First thing that popped into my head when I read this, was the image you see of high profile entertainers... they usually are flanked by atleast one 'burly' looking security guard, idea being for the purpose of visual intimidation. I don't think a younger guy(I am just assuming, based on your enthusiasm, that you are) would easily find himself landing a position like that... no matter how well versed in firearms he may be.

just my 2 cents.:smt023


----------



## Atroxus (Nov 7, 2008)

YFZsandrider said:


> First thing that popped into my head when I read this, was the image you see of high profile entertainers... they usually are flanked by atleast one 'burly' looking security guard, idea being for the purpose of visual intimidation. I don't think a younger guy(I am just assuming, based on your enthusiasm, that you are) would easily find himself landing a position like that... no matter how well versed in firearms he may be.
> 
> just my 2 cents.:smt023


Actually I'm 30-something.:mrgreen: I been contemplating a career change recently, but don't want to(can't afford) to spend 4+ years in college to do it. Although looking back at my posts I find myself pleasantly surprised that I wasn't labeled a "mall ninja" and summarily flamed. :smt023


----------



## YFZsandrider (Feb 28, 2009)

What part of Washington are you in?!


----------



## zhurdan (Mar 21, 2008)

Atroxus said:


> Actually I'm 30-something.:mrgreen: I been contemplating a career change recently, but don't want to(can't afford) to spend 4+ years in college to do it. Although looking back at my posts I find myself pleasantly surprised that I wasn't labeled a "mall ninja" and summarily flamed. :smt023


That's why I posted the link about Gecko45. I didn't want a repeat of the usual in regards to questions like you asked.

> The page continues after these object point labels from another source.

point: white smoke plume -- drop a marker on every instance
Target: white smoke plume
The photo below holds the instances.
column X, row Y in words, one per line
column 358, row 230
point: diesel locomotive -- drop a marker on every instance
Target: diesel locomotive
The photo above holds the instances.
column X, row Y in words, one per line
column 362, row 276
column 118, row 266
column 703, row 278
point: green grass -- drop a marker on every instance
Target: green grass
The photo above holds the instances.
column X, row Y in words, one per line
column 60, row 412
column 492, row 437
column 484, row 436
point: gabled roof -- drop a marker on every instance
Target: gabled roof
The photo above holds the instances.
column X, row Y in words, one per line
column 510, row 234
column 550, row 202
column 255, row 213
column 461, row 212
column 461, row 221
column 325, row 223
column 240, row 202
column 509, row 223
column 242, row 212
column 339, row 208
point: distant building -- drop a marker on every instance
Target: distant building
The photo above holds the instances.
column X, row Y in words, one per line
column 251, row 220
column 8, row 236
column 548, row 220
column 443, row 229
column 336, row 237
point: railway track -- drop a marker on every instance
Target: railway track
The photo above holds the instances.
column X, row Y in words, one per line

There's a way to get into the security business, but it takes a whole lot of money and a whole lot of skills. Skills to build on, not build up. As said, there are different levels, but following Oprah around probably isn't any easier to get into than guarding VIP's that the gun community actually like. :mrgreen:


----------



## Atroxus (Nov 7, 2008)

YFZsandrider said:


> What part of Washington are you in?!


I am in Marysville. How about you?



zhurdan said:


> That's why I posted the link about Gecko45. I didn't want a repeat of the usual in regards to questions like you asked. There's a way to get into the security business, but it takes a whole lot of money and a whole lot of skills. Skills to build on, not build up. As said, there are different levels, but following Oprah around probably isn't any easier to get into than guarding VIP's that the gun community actually like. :mrgreen:


I am thinking of applying for an armed guard position with Brinks. Seems like a good entry level security position. I just want to find out what the pay range is like for armed security first, to see if it would be same or better than what I make now.


----------



## YFZsandrider (Feb 28, 2009)

Tacoma... Let me know when you find a good paying armed security position with good benefits. I'll move up north:mrgreen:


----------